Besides offering a powerful landscape interpretation framework, this concept also allows us to become conscious of the important influences (cultural, thus also environmental) the resource practice named tourism is capable of playing within the different “cultural landscapes”. And being active actors within this dynamic of different resource practices, we choose to be conscious and responsible ones, such that our impacts (cultural and environmental) will be as positive and minimal as possible.

lake fishing in costa rica


The eco-cul-tours not only take you through different country regions, experiencing very different environmental conditions in short distances and exploring the internationally recognized rich biodiversity the country concentrates in high density, but will also encompass the historic review of the factors (natural and cultural, from ancestral times to nowadays) that explain our physical and cultural landscapes. These eco-cultural experiences not only offer a deeper understanding of the Costa Rican changing environment and culture but also build cultural bridges and contrasts with the visitors’ in a hospitable, friendly and enjoyable Costa Rican way.

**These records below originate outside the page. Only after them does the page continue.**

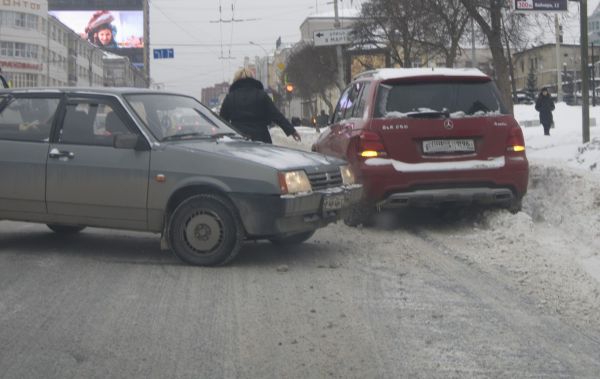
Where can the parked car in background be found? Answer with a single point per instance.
(427, 137)
(72, 158)
(524, 97)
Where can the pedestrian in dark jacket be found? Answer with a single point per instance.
(545, 105)
(250, 109)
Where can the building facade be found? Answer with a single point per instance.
(541, 61)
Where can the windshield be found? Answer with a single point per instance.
(455, 99)
(170, 117)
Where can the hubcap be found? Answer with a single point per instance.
(203, 232)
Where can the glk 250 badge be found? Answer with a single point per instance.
(394, 127)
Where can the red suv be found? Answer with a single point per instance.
(427, 137)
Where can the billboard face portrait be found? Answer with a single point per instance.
(106, 29)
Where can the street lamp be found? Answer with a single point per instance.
(267, 56)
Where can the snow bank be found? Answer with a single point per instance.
(564, 146)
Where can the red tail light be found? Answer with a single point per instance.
(370, 145)
(515, 140)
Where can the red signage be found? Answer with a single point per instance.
(541, 6)
(21, 65)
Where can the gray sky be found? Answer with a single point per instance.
(187, 26)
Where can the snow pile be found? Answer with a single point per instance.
(564, 146)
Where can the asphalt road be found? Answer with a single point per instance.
(349, 303)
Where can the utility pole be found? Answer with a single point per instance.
(267, 58)
(585, 83)
(338, 49)
(559, 96)
(593, 78)
(473, 56)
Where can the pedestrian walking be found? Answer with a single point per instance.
(250, 109)
(323, 119)
(545, 105)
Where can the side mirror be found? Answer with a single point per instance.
(127, 141)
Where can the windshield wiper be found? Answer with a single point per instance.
(429, 114)
(226, 134)
(184, 136)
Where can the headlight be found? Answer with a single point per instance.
(347, 175)
(294, 182)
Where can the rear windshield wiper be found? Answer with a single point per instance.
(226, 134)
(429, 114)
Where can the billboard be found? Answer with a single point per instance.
(127, 35)
(541, 5)
(107, 29)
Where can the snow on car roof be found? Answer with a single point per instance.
(398, 73)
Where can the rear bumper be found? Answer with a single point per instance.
(478, 195)
(388, 187)
(264, 216)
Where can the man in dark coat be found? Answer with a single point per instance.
(250, 109)
(545, 105)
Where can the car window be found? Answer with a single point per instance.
(27, 119)
(353, 98)
(170, 116)
(457, 98)
(89, 123)
(361, 104)
(343, 104)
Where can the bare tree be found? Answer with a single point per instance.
(488, 14)
(395, 24)
(446, 27)
(313, 70)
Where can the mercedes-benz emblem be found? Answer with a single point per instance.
(448, 124)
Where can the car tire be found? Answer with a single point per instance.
(293, 239)
(65, 229)
(205, 230)
(515, 206)
(360, 214)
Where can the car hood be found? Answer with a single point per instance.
(278, 157)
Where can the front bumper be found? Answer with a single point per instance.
(267, 215)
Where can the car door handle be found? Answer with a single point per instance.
(55, 153)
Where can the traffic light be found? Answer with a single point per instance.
(289, 89)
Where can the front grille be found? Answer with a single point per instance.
(323, 180)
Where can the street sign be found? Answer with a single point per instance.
(332, 37)
(528, 6)
(163, 53)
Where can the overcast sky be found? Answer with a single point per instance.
(203, 47)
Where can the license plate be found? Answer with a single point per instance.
(332, 203)
(448, 146)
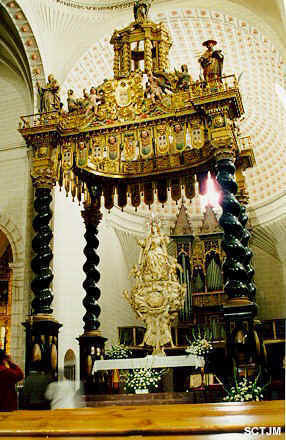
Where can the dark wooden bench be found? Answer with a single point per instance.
(211, 421)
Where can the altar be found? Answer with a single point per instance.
(150, 362)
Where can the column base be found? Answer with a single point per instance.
(91, 345)
(42, 343)
(239, 309)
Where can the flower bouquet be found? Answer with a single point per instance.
(201, 344)
(143, 379)
(244, 390)
(118, 352)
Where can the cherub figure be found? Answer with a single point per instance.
(73, 104)
(49, 95)
(153, 89)
(184, 78)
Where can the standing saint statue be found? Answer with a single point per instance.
(141, 9)
(211, 61)
(157, 295)
(49, 95)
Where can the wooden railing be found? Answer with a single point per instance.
(217, 421)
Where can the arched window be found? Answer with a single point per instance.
(69, 365)
(5, 291)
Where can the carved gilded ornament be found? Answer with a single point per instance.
(144, 122)
(157, 296)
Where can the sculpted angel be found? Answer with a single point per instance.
(157, 296)
(49, 95)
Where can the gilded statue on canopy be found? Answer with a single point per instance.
(211, 61)
(141, 9)
(49, 95)
(157, 295)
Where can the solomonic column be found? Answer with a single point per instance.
(239, 310)
(91, 341)
(41, 327)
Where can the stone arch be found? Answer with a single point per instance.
(29, 42)
(15, 238)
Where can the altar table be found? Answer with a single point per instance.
(150, 361)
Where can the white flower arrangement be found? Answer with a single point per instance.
(118, 352)
(143, 378)
(245, 390)
(201, 344)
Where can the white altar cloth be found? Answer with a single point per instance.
(150, 362)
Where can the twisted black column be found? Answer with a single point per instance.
(243, 218)
(41, 328)
(41, 262)
(91, 342)
(235, 274)
(92, 217)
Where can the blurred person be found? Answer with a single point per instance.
(35, 386)
(61, 394)
(10, 374)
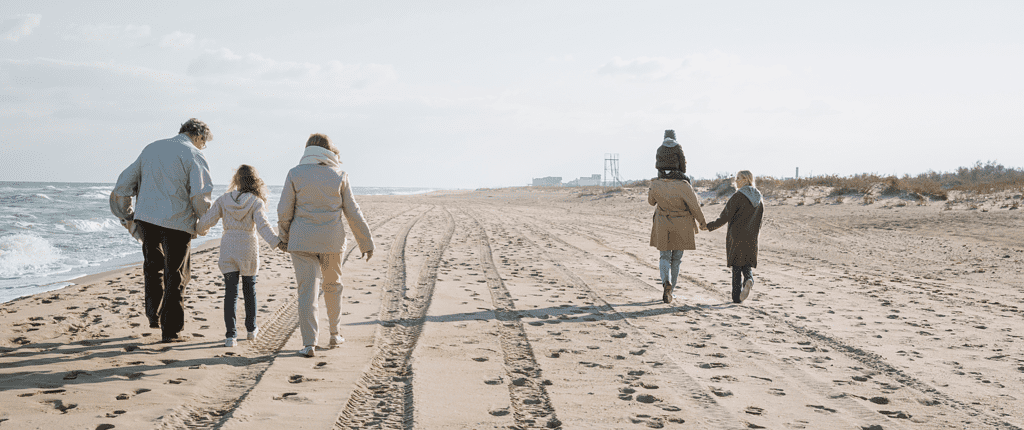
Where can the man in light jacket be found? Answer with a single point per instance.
(171, 183)
(315, 196)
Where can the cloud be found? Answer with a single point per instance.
(107, 32)
(225, 63)
(13, 29)
(177, 40)
(642, 68)
(714, 66)
(48, 74)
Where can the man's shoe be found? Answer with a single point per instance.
(336, 341)
(308, 351)
(748, 286)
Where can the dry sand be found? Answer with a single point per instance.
(518, 308)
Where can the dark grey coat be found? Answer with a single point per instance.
(744, 225)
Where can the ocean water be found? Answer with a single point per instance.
(51, 232)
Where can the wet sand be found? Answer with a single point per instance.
(541, 308)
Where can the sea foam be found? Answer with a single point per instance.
(22, 254)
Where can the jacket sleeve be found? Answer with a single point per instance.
(693, 205)
(210, 218)
(263, 225)
(727, 214)
(126, 188)
(354, 217)
(200, 185)
(286, 209)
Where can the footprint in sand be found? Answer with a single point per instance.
(59, 405)
(821, 409)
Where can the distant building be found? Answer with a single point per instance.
(591, 180)
(548, 181)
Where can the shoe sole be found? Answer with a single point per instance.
(745, 291)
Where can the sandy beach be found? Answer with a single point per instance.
(519, 308)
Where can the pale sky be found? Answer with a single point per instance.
(474, 93)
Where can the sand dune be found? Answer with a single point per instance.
(535, 308)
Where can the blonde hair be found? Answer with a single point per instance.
(247, 179)
(743, 178)
(322, 140)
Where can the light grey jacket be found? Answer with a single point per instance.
(309, 213)
(171, 182)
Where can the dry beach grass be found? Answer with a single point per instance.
(541, 308)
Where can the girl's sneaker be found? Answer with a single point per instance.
(336, 341)
(748, 286)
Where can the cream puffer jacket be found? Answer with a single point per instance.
(244, 214)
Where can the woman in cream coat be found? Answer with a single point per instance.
(315, 196)
(677, 219)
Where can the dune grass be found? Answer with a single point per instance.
(980, 178)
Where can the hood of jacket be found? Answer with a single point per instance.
(239, 205)
(753, 194)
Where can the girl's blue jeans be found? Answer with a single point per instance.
(669, 264)
(230, 300)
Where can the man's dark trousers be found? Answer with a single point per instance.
(167, 255)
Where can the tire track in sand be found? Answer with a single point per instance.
(211, 410)
(530, 403)
(865, 357)
(713, 413)
(383, 397)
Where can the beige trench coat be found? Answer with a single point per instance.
(677, 216)
(309, 214)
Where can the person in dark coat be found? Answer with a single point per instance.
(743, 213)
(670, 155)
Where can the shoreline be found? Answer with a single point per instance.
(512, 308)
(103, 274)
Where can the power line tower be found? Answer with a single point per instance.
(611, 170)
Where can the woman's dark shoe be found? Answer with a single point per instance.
(748, 286)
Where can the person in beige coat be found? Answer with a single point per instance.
(315, 196)
(677, 219)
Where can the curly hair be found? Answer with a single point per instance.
(247, 179)
(743, 178)
(197, 128)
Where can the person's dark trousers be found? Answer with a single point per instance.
(739, 274)
(230, 299)
(167, 255)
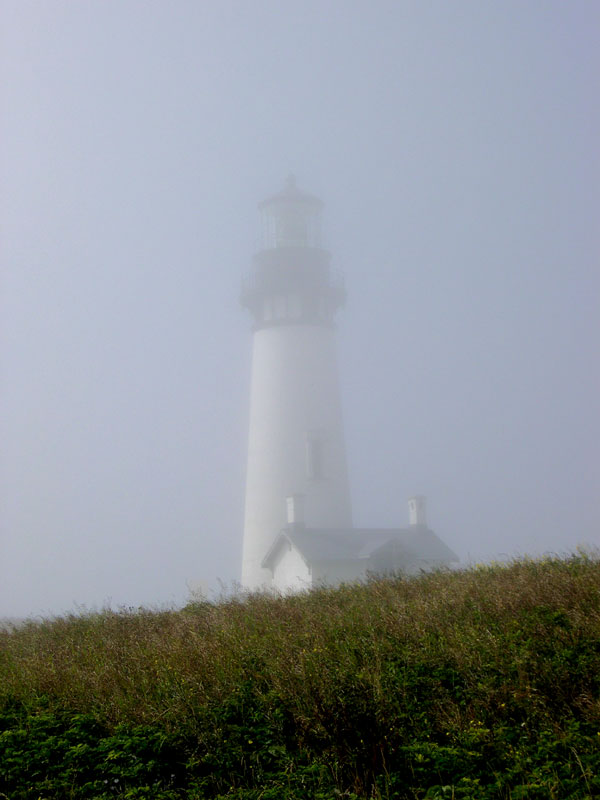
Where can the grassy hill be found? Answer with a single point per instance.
(479, 684)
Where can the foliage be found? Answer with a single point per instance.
(479, 684)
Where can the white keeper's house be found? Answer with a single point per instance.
(298, 530)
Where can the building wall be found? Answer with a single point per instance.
(294, 402)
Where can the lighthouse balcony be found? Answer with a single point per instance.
(273, 302)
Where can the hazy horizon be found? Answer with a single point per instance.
(456, 150)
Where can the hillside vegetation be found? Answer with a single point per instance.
(479, 684)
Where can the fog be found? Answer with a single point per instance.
(455, 146)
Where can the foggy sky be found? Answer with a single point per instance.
(455, 146)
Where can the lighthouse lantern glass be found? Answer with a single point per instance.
(289, 224)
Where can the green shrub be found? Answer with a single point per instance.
(480, 684)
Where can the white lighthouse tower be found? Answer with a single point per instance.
(296, 440)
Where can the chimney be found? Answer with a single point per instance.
(295, 510)
(417, 510)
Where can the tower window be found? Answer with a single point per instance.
(314, 458)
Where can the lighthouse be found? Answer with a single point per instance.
(296, 451)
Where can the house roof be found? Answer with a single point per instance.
(416, 543)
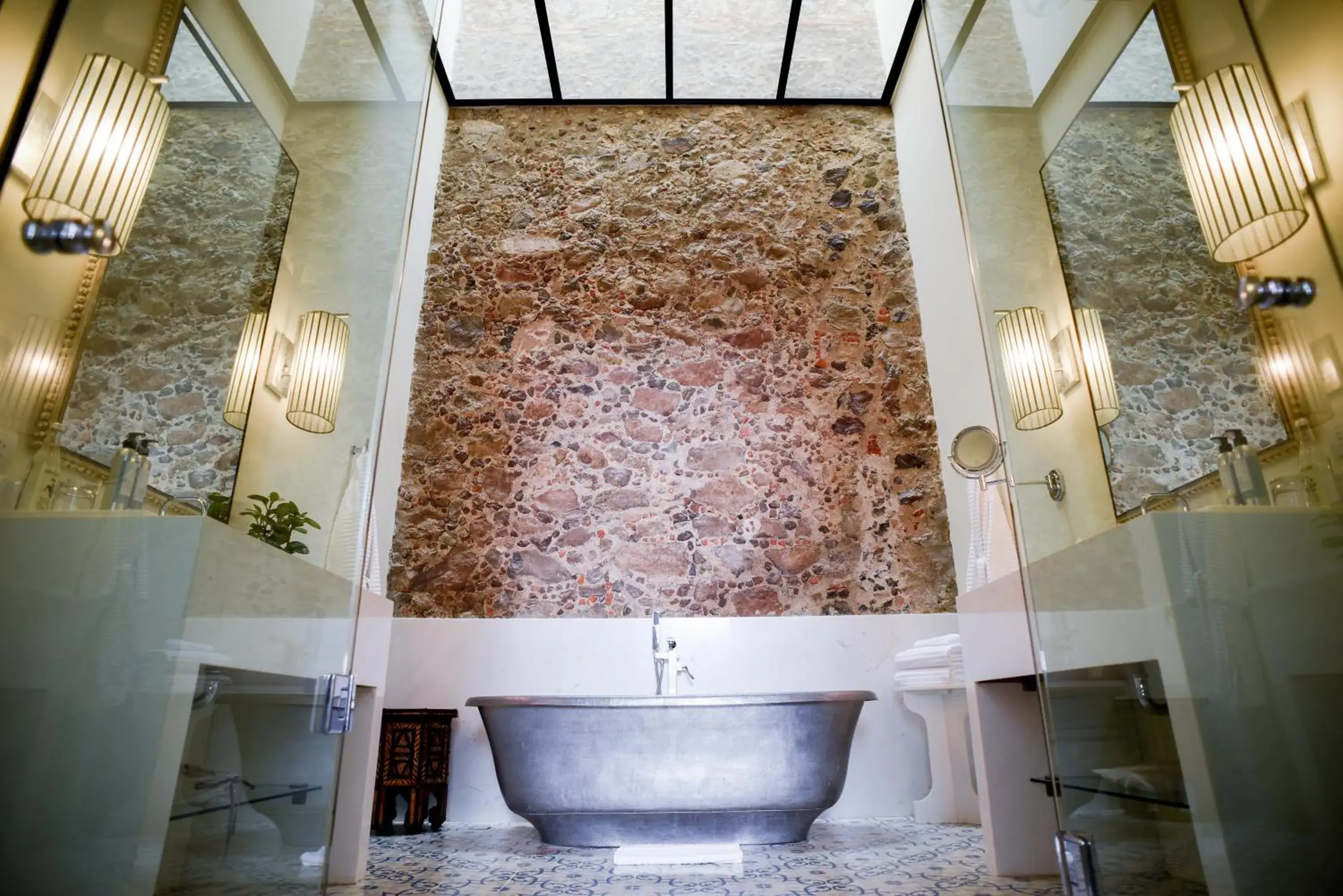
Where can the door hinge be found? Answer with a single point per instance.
(339, 708)
(1076, 864)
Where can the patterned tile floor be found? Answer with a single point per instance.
(877, 858)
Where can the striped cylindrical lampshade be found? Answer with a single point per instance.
(1237, 166)
(103, 149)
(317, 371)
(1029, 364)
(246, 364)
(1100, 375)
(1287, 367)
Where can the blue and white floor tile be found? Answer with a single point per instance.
(877, 858)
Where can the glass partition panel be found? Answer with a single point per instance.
(186, 419)
(1143, 183)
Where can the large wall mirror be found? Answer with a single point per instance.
(166, 327)
(1131, 247)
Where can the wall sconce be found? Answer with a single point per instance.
(1237, 166)
(29, 375)
(1029, 360)
(97, 164)
(1100, 376)
(246, 364)
(317, 371)
(1288, 367)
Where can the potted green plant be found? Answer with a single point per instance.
(276, 522)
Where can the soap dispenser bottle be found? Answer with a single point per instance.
(121, 478)
(1315, 465)
(1249, 475)
(141, 486)
(39, 487)
(1227, 472)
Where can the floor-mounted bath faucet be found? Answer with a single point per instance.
(667, 663)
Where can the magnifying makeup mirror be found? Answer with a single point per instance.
(977, 453)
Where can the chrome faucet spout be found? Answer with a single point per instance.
(667, 661)
(198, 503)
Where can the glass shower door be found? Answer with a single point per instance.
(172, 667)
(1188, 649)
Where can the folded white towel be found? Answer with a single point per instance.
(937, 643)
(930, 679)
(928, 657)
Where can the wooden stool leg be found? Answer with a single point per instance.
(438, 815)
(385, 812)
(414, 811)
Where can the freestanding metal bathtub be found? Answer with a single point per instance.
(613, 772)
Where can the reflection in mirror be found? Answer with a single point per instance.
(164, 332)
(1133, 250)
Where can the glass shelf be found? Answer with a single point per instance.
(256, 794)
(1090, 785)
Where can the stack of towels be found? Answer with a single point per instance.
(932, 663)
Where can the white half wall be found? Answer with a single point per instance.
(442, 663)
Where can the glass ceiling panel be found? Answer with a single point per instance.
(496, 50)
(728, 49)
(339, 62)
(191, 76)
(845, 49)
(609, 49)
(405, 31)
(1143, 72)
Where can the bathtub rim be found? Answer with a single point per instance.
(675, 702)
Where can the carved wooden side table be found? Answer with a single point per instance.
(413, 764)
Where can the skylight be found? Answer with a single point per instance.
(501, 53)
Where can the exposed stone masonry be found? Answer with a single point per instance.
(1131, 247)
(160, 346)
(671, 359)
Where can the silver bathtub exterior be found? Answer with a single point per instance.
(612, 772)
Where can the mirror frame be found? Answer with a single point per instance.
(1177, 51)
(81, 311)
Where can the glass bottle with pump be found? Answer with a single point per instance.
(121, 478)
(141, 484)
(39, 487)
(1315, 465)
(1249, 475)
(1227, 472)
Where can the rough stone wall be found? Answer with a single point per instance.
(160, 346)
(671, 359)
(1131, 247)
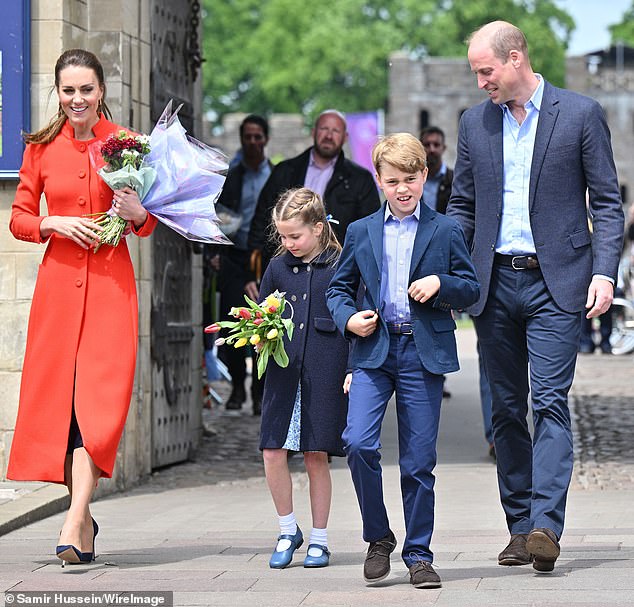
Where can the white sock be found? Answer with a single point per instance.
(288, 526)
(318, 536)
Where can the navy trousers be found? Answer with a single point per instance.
(418, 399)
(524, 334)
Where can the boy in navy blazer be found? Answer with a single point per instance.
(415, 268)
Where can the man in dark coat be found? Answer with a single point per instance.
(526, 157)
(439, 178)
(242, 187)
(348, 190)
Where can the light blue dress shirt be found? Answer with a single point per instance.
(398, 244)
(515, 236)
(252, 184)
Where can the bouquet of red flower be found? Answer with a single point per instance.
(260, 325)
(119, 161)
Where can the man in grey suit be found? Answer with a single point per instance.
(526, 157)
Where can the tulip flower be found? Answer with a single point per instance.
(271, 300)
(263, 325)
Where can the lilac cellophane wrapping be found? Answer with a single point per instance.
(189, 178)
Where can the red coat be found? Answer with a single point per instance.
(82, 336)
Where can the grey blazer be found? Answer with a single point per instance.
(572, 153)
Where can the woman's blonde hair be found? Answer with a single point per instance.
(306, 206)
(75, 57)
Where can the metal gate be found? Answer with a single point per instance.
(176, 398)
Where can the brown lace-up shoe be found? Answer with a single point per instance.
(377, 561)
(422, 575)
(516, 552)
(543, 545)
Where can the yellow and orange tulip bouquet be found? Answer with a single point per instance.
(260, 325)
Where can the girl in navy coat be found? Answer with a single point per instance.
(304, 407)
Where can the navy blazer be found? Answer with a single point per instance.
(440, 249)
(572, 153)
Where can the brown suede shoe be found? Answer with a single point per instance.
(377, 561)
(515, 553)
(543, 545)
(422, 575)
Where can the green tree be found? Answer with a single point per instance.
(289, 56)
(624, 31)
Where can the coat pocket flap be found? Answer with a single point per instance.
(325, 324)
(580, 239)
(443, 324)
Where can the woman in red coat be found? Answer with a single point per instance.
(81, 345)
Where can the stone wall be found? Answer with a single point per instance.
(118, 32)
(442, 88)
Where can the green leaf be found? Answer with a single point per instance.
(289, 325)
(263, 359)
(279, 355)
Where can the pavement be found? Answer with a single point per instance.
(204, 529)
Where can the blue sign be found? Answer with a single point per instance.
(15, 83)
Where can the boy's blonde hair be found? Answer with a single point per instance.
(400, 150)
(306, 206)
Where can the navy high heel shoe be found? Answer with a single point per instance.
(68, 553)
(279, 560)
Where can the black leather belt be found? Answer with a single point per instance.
(400, 328)
(517, 262)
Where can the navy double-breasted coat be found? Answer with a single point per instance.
(317, 357)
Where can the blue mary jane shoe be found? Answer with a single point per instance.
(279, 560)
(317, 561)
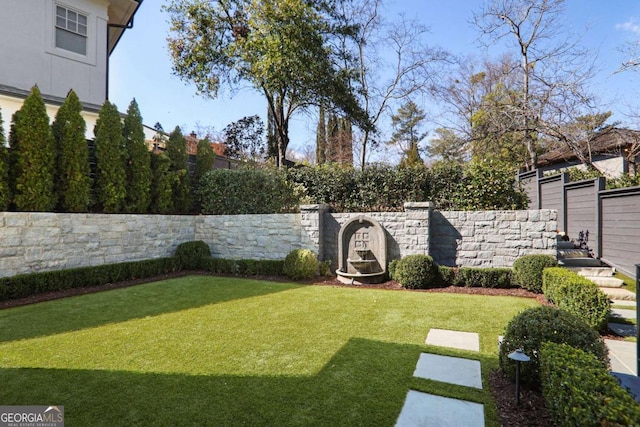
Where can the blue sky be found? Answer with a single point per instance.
(140, 66)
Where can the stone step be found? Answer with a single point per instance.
(579, 262)
(619, 294)
(607, 282)
(593, 271)
(573, 253)
(563, 244)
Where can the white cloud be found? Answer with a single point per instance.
(630, 25)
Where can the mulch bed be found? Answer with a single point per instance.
(531, 411)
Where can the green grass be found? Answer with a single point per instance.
(202, 350)
(629, 283)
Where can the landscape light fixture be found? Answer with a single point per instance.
(519, 357)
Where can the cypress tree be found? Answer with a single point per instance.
(73, 181)
(177, 153)
(33, 162)
(138, 162)
(110, 187)
(321, 138)
(5, 193)
(162, 188)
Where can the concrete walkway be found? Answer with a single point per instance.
(424, 409)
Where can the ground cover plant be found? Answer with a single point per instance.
(203, 350)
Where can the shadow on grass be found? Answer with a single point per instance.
(365, 383)
(118, 305)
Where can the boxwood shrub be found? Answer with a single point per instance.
(417, 272)
(527, 270)
(577, 295)
(484, 277)
(531, 328)
(300, 264)
(36, 283)
(579, 390)
(193, 255)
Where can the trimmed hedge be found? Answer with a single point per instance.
(577, 295)
(527, 270)
(579, 390)
(531, 328)
(36, 283)
(193, 255)
(300, 264)
(483, 277)
(417, 272)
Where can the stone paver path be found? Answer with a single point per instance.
(424, 409)
(452, 370)
(454, 339)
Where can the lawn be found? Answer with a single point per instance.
(204, 350)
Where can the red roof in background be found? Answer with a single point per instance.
(192, 145)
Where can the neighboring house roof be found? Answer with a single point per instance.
(121, 14)
(609, 141)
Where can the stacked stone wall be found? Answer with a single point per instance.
(32, 242)
(491, 238)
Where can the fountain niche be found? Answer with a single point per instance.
(362, 251)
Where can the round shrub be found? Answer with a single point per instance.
(531, 328)
(300, 264)
(417, 272)
(192, 255)
(527, 270)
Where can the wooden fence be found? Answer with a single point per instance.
(611, 217)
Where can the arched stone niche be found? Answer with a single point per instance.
(362, 251)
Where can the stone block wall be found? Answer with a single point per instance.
(407, 232)
(491, 238)
(32, 242)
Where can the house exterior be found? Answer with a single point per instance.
(60, 45)
(614, 151)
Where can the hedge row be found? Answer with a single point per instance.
(579, 390)
(577, 295)
(421, 272)
(36, 283)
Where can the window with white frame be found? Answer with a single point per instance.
(71, 30)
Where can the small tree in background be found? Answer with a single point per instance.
(177, 153)
(137, 162)
(110, 171)
(162, 184)
(33, 161)
(73, 183)
(5, 193)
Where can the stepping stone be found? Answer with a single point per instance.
(624, 313)
(454, 339)
(622, 330)
(452, 370)
(423, 409)
(622, 355)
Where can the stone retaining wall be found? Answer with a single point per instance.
(31, 242)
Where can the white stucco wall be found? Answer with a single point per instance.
(29, 55)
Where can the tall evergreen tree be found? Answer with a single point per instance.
(205, 159)
(162, 184)
(137, 162)
(177, 153)
(5, 193)
(321, 138)
(110, 187)
(33, 164)
(73, 181)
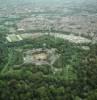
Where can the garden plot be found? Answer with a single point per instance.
(71, 38)
(19, 37)
(40, 56)
(14, 38)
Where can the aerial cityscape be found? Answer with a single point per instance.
(48, 50)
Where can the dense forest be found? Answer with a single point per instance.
(76, 81)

A very important added value of the eco-cultural interpretation approach, is that by identifying, valuing and respecting the locals’ behavior (environmental, technologic, religious, etc.), knowledge, resource practices and value systems (the local culture / the local dignity), there will be a better balance in the bi-directional learning process and will favor the empowerment of endogenous local processes.

As Mark Twain wrote for all of us: “Travel is fatal to prejudice, bigotry, and narrow-mindedness…”

As actors in the scenario of management and conservation of natural resources, we tourist guides got a great opportunity in our hands to collaborate as facilitators of more respectful interaction patterns with local, cultural and natural processes, and thus, of more conscious and sustainable development models.